How Unified Manager uses workload latency to identify performance issues

The workload latency (response time) is the time it takes for a volume on a cluster to respond to I/O requests from client applications. Unified Manager uses the latency to detect and alert you to performance events.

A high latency means that requests from applications to a volume on a cluster are taking longer than usual. The cause of the high latency could be on the cluster itself, due to contention on one or more cluster components. High latency could also be caused by issues outside of the cluster, such as network bottlenecks, issues with the client hosting the applications, or issues with the applications themselves.

Note: Unified Manager only monitors the workload activity on the cluster. It does not monitor the applications, the clients, or the paths between the applications and the cluster.

Operations on the cluster, such as making backups or running deduplication, that increase their demand of cluster components shared by other workloads can also contribute to high latency. If the actual latency exceeds the performance threshold of the expected range, Unified Manager analyzes the event to determine whether it is a performance event that you might need to resolve. The latency is measured in milliseconds per operation (ms/op).

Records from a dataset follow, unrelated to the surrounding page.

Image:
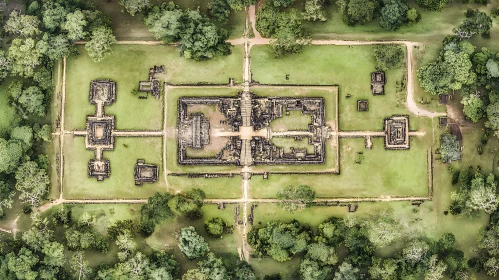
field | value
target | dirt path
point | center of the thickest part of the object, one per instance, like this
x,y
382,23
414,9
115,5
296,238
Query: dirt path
x,y
61,129
252,19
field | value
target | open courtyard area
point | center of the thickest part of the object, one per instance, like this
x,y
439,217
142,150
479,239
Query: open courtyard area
x,y
240,140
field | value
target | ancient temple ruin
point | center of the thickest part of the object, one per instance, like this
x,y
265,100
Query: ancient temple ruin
x,y
397,133
99,128
378,81
152,85
248,119
145,173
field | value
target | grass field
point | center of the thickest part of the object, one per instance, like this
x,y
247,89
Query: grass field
x,y
7,113
121,183
134,59
399,173
346,66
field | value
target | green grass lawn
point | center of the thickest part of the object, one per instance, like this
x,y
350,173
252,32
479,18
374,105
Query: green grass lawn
x,y
348,67
381,173
121,183
296,120
133,65
213,187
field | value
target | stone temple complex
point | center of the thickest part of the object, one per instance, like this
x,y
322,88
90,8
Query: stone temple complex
x,y
246,120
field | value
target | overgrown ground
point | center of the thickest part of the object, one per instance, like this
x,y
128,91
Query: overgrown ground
x,y
164,236
127,27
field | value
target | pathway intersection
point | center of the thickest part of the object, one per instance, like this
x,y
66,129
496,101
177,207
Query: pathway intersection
x,y
246,132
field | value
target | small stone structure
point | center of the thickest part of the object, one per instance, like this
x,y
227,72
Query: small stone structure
x,y
195,131
362,105
145,173
152,85
99,128
378,81
397,133
99,133
100,169
102,91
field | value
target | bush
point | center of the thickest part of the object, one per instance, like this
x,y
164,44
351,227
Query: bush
x,y
455,177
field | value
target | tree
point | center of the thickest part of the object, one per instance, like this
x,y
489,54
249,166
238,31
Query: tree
x,y
474,108
75,25
43,77
23,264
393,14
53,14
357,11
432,5
32,182
214,268
281,241
100,43
245,272
415,252
385,269
10,154
452,72
310,270
125,243
191,243
201,39
282,3
314,10
135,6
436,269
43,133
293,198
346,272
80,266
5,65
24,57
483,195
492,68
23,25
54,254
194,274
476,22
220,10
388,56
449,148
215,226
6,195
238,5
165,22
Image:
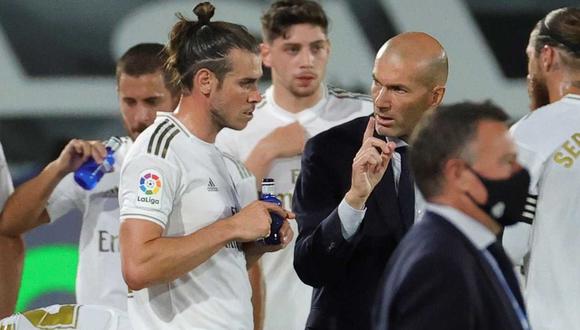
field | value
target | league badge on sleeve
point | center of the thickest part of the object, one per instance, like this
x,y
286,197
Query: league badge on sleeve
x,y
150,189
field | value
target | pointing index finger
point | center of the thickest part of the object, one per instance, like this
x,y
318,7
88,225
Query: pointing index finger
x,y
369,131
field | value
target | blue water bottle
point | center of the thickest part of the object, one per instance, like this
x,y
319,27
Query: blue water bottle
x,y
269,195
90,173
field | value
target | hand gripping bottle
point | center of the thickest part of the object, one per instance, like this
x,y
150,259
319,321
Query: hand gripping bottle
x,y
90,173
269,195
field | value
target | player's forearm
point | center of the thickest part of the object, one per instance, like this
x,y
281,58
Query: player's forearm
x,y
164,259
11,260
25,209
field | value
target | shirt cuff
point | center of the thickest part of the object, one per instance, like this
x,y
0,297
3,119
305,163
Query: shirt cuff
x,y
350,219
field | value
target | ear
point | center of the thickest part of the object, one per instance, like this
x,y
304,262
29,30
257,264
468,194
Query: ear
x,y
203,80
437,96
548,58
454,173
265,52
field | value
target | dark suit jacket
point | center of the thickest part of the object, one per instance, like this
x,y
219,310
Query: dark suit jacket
x,y
345,274
437,279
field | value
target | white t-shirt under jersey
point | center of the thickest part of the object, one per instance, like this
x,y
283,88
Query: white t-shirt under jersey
x,y
287,298
181,183
548,141
6,187
82,317
99,279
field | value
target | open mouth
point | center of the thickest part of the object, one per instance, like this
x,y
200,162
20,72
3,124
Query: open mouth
x,y
384,120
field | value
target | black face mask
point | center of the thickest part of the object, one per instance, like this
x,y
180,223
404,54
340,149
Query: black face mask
x,y
506,198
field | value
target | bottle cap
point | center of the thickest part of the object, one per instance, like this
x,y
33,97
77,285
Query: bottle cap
x,y
268,186
113,143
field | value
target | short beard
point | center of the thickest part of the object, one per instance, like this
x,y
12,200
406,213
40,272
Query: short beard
x,y
217,119
539,95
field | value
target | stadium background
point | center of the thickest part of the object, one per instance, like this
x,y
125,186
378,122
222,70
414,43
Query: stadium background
x,y
57,78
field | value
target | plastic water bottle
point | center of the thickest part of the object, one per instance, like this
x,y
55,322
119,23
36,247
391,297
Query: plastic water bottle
x,y
269,195
90,173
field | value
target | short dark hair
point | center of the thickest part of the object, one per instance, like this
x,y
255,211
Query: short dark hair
x,y
446,134
194,45
560,28
283,14
146,58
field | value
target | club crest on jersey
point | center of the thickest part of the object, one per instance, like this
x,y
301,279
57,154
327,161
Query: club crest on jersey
x,y
150,189
211,185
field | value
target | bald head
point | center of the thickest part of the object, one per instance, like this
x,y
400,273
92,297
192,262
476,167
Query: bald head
x,y
421,49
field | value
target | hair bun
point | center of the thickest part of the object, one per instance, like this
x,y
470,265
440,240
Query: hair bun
x,y
204,12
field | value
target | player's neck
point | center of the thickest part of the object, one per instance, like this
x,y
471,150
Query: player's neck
x,y
191,113
292,103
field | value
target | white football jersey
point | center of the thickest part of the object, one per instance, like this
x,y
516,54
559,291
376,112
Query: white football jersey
x,y
99,278
548,141
287,298
81,317
6,187
181,183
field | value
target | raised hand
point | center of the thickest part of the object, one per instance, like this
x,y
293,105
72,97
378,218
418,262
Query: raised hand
x,y
368,166
77,151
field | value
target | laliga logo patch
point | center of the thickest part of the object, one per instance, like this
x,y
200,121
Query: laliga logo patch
x,y
498,209
149,193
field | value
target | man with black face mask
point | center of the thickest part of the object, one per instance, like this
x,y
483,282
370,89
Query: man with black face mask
x,y
548,142
449,271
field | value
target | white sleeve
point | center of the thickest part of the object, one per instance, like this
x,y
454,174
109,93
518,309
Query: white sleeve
x,y
148,188
67,196
350,219
6,186
244,181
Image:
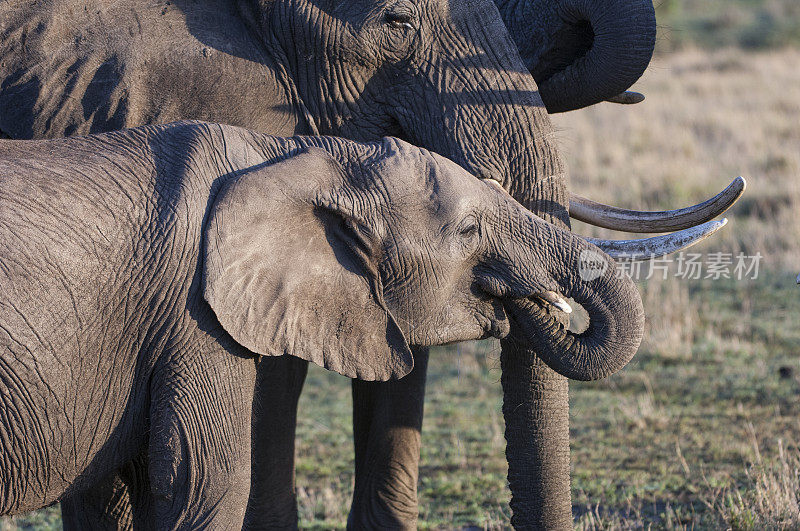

On the Performance/Volume Details page, you can view an analysis of the latency statistics to see how the activity of individual processes, such as read and write requests, compares to the overall latency statistics. The comparison helps you determine which operations have the highest activity or whether specific operations have abnormal activity that is impacting the latency for a volume. When analyzing performance events, you can use the latency statistics to determine whether an event was caused by an issue on the cluster. You can also identify the specific workload activities or cluster components that are involved in the event.


Normal response time in Performance Manager

This example shows the Latency chart on the Performance/Volume Details page. The actual response time (latency) activity is a blue line and the expected range is gray.

Note: There can be gaps in the blue line if Unified Manager was unable to gather data. This can occur because the cluster or volume was unreachable, Unified Manager was turned off during that time, or the collection was taking longer than the 5 minute collection period.